China showcases Xinjiang’s economy to fight rights criticism

BEIJING (AP) — China is showcasing economic development in its northwestern Xinjiang region to fight allegations of human rights abuses there.

The region’s government organized an international Zoom call featuring numerous testimonials from Muslim ethnic minorities native to Xinjiang. More than 1 million people have been held in a vast system of prison-like detention centers as part of a drive for cultural and political assimilation that the U.S. and some other Western governments have described as genocide.

China says the system is intended to deradicalize those influenced by jihadist ideology and teach job skills, and has fought accusations of human rights abuses by pointing to social stability and economic development in the vast region. In past years, hundreds were killed in attacks blamed on Islamist radicals, sparking a massive security clampdown.

The government has held near-weekly news conferences in Beijing and organized visits to Xinjiang by diplomats and journalists to counter accusations of political persecution, birth control imposed on Muslim women and forced labor, among other abuses.

Uyghurs and other minorities are generally seen as benefiting less from the region’s economic development than members of China’s dominant Han ethnic group who have flooded into the region over recent decades.

Wednesday’s Zoom call, which linked the regional capital of Urumqi with China’s mission to the United Nations in Geneva, Switzerland, showed how Beijing is stepping up its efforts to put its case before a global audience. Along with the testimonials and presentations by Chinese officials, foreign diplomats from allies such as Belarus and Pakistan also offered endorsements of Chinese policy.

China’s representative in Geneva, Chen Xu, repeated Beijing’s assertation that accusations over its Xinjiang policies were lies concocted to smear China’s image, obscure Xinjiang’s development and “attempt to restrain China’s developments.”

Such attempts are “doomed to failure,” Chen and other officials said during the call.

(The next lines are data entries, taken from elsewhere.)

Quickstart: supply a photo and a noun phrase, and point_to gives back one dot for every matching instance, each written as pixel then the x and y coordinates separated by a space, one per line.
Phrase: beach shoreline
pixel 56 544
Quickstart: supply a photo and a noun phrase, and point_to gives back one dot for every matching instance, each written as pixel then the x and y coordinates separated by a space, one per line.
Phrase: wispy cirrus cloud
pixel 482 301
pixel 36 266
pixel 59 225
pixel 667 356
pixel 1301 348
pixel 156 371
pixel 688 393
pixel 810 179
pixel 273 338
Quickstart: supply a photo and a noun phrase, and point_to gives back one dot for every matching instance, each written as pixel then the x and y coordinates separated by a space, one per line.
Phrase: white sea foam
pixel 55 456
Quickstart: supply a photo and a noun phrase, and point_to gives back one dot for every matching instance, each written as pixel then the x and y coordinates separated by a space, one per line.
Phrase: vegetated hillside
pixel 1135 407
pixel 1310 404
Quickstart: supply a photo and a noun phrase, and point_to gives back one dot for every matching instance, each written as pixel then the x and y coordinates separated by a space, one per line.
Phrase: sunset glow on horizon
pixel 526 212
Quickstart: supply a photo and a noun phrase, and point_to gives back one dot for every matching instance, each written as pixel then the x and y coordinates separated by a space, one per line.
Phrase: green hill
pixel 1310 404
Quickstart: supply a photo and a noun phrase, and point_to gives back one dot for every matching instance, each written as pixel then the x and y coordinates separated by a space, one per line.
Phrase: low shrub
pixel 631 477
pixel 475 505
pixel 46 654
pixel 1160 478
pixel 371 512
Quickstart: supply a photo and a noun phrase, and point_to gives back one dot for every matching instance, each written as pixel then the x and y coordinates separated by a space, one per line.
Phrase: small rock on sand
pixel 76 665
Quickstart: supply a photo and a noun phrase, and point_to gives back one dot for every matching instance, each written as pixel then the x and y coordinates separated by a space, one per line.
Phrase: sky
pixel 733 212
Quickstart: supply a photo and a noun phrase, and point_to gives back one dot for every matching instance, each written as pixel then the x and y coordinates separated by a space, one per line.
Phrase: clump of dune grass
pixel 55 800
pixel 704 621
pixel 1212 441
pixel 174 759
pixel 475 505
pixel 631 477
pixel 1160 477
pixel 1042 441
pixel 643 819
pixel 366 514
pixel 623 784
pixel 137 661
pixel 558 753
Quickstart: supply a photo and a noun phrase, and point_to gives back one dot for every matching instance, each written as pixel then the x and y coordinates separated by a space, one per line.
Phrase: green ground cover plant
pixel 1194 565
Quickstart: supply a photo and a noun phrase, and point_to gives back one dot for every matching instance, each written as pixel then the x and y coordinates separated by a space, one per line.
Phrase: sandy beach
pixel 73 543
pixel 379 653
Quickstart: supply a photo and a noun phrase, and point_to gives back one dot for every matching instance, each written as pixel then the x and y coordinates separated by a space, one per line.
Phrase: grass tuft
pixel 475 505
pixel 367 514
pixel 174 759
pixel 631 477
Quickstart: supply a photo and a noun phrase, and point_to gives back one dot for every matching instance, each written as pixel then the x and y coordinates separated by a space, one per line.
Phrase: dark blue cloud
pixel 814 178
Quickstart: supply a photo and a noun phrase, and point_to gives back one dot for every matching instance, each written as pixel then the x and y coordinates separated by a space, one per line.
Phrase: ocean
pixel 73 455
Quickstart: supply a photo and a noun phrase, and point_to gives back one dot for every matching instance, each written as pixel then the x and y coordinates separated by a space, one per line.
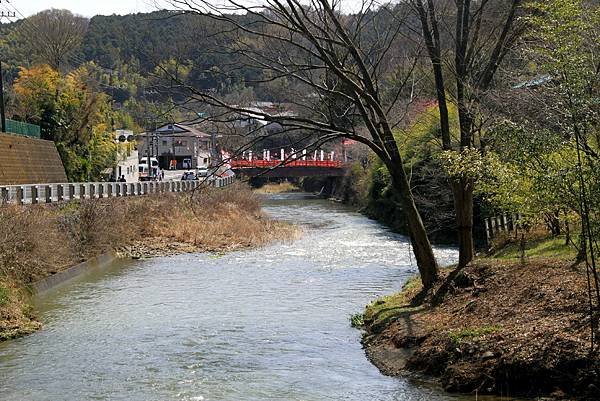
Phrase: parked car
pixel 202 171
pixel 189 176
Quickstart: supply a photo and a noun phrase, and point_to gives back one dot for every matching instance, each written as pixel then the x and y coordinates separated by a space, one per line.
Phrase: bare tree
pixel 52 36
pixel 343 63
pixel 465 56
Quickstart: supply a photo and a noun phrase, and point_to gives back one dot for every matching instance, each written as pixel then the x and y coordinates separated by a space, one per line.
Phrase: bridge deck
pixel 289 169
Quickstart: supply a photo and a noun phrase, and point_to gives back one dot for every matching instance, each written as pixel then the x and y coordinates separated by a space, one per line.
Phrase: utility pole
pixel 2 111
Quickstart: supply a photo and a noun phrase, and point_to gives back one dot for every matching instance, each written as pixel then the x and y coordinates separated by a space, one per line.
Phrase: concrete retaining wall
pixel 25 160
pixel 64 276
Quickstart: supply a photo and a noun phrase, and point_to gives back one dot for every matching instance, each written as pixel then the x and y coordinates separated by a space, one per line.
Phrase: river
pixel 263 324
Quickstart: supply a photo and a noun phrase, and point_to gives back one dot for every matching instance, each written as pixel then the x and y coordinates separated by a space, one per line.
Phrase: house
pixel 177 146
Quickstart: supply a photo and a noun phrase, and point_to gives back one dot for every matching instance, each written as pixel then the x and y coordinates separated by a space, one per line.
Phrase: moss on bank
pixel 504 328
pixel 40 240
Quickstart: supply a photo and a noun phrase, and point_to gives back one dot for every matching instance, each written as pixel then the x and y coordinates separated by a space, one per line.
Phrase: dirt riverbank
pixel 39 241
pixel 504 328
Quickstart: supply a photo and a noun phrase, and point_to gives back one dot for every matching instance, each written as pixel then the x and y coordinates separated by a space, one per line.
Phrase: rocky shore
pixel 504 329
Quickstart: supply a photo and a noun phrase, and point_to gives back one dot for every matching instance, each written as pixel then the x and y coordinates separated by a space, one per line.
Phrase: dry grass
pixel 503 326
pixel 37 241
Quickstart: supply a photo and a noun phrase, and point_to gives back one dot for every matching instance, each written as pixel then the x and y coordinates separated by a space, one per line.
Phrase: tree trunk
pixel 422 249
pixel 463 205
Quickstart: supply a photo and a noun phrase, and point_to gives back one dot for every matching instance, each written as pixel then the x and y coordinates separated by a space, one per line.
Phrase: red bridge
pixel 288 168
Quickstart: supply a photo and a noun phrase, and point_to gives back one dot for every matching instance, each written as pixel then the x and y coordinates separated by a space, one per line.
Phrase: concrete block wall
pixel 26 161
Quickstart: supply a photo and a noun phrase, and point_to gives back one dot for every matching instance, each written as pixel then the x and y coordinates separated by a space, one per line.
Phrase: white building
pixel 177 145
pixel 127 157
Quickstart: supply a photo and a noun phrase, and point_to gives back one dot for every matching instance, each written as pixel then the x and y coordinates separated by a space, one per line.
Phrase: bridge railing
pixel 61 192
pixel 289 163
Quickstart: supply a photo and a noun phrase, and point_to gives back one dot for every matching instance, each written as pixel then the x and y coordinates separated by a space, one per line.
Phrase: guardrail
pixel 257 163
pixel 501 223
pixel 53 193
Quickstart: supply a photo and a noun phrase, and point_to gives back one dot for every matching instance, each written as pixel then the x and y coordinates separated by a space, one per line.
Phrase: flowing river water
pixel 263 324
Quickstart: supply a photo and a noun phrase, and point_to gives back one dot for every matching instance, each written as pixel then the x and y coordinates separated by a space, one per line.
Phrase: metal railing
pixel 53 193
pixel 258 163
pixel 501 223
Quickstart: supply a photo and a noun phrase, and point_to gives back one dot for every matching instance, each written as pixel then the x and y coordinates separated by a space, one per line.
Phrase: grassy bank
pixel 40 240
pixel 505 327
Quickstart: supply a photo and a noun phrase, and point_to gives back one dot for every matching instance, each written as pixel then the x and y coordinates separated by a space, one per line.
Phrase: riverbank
pixel 505 328
pixel 41 240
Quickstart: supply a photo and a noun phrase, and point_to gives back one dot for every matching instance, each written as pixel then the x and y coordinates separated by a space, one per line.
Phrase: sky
pixel 87 8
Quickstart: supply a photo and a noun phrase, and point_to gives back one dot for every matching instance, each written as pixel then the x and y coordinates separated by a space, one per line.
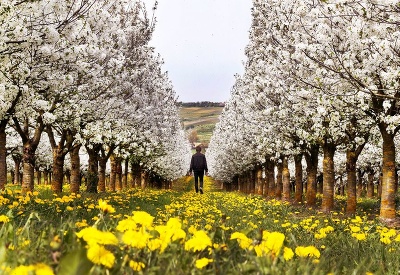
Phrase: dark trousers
pixel 198 175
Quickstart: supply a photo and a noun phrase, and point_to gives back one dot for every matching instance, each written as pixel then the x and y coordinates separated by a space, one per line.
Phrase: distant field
pixel 202 119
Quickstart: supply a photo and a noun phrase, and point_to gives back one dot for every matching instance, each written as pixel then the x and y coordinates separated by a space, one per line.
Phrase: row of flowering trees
pixel 321 79
pixel 81 73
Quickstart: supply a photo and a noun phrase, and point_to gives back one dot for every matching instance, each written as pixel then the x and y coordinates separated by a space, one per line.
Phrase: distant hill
pixel 201 120
pixel 201 104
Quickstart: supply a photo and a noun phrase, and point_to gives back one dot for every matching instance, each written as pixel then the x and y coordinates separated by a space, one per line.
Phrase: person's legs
pixel 196 181
pixel 201 177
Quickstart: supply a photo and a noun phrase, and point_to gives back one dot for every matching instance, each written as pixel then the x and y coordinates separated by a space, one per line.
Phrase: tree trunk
pixel 328 177
pixel 351 160
pixel 285 179
pixel 93 169
pixel 388 204
pixel 279 182
pixel 38 177
pixel 359 183
pixel 102 174
pixel 370 187
pixel 113 172
pixel 135 170
pixel 118 174
pixel 17 172
pixel 75 169
pixel 259 180
pixel 28 159
pixel 298 196
pixel 58 170
pixel 312 169
pixel 3 154
pixel 125 175
pixel 143 179
pixel 270 175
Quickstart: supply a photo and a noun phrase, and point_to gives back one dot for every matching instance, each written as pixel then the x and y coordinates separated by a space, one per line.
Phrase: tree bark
pixel 58 170
pixel 270 175
pixel 93 168
pixel 285 179
pixel 125 174
pixel 388 204
pixel 328 177
pixel 113 172
pixel 38 176
pixel 298 196
pixel 75 169
pixel 118 174
pixel 17 172
pixel 351 160
pixel 3 155
pixel 279 181
pixel 312 169
pixel 370 187
pixel 28 165
pixel 102 174
pixel 259 180
pixel 135 171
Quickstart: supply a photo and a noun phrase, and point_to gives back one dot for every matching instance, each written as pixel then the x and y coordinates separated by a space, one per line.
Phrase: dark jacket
pixel 198 163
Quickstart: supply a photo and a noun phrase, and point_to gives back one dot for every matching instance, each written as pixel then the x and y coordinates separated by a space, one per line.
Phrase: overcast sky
pixel 202 43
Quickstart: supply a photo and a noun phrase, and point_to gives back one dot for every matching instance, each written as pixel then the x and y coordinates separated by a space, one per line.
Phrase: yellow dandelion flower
pixel 127 224
pixel 4 219
pixel 23 270
pixel 83 223
pixel 93 235
pixel 143 218
pixel 136 266
pixel 385 240
pixel 355 229
pixel 242 239
pixel 274 241
pixel 154 244
pixel 287 253
pixel 137 239
pixel 97 254
pixel 105 207
pixel 359 236
pixel 42 269
pixel 203 262
pixel 307 251
pixel 198 242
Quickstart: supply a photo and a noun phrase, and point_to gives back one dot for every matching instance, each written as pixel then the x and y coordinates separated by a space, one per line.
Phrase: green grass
pixel 201 119
pixel 43 229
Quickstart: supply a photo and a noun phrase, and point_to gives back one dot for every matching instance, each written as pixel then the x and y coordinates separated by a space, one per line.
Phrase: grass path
pixel 186 184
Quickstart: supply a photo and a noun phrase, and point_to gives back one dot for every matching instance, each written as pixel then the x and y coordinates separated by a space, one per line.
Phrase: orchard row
pixel 78 80
pixel 321 81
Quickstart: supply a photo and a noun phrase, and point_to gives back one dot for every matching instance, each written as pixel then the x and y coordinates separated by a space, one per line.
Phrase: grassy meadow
pixel 202 119
pixel 180 232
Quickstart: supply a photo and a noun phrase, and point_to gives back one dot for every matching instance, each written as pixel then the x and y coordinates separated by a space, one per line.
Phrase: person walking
pixel 198 165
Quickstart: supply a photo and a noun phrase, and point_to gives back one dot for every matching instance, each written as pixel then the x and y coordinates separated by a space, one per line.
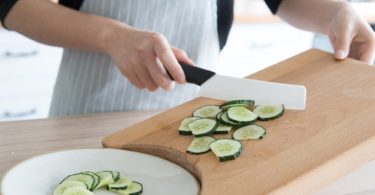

The new push comes days before a “people’s tribunal” is to open in Britain on allegations of genocide against Uyghurs and other Turkic Muslim people in Xinjiang.

The tribunal is expected to draw dozens of witnesses, although it has no government backing. China has denounced it as a “violation of international law and order.”

The hearings are to be chaired by prominent lawyer Geoffrey Nice, who led the prosecution of ex-Serbian President Slobodan Milosevic and worked with the International Criminal Court.

While the tribunal’s judgment is not binding on any government, organizers hope the process of publicly laying out evidence will compel international action on the alleged abuses.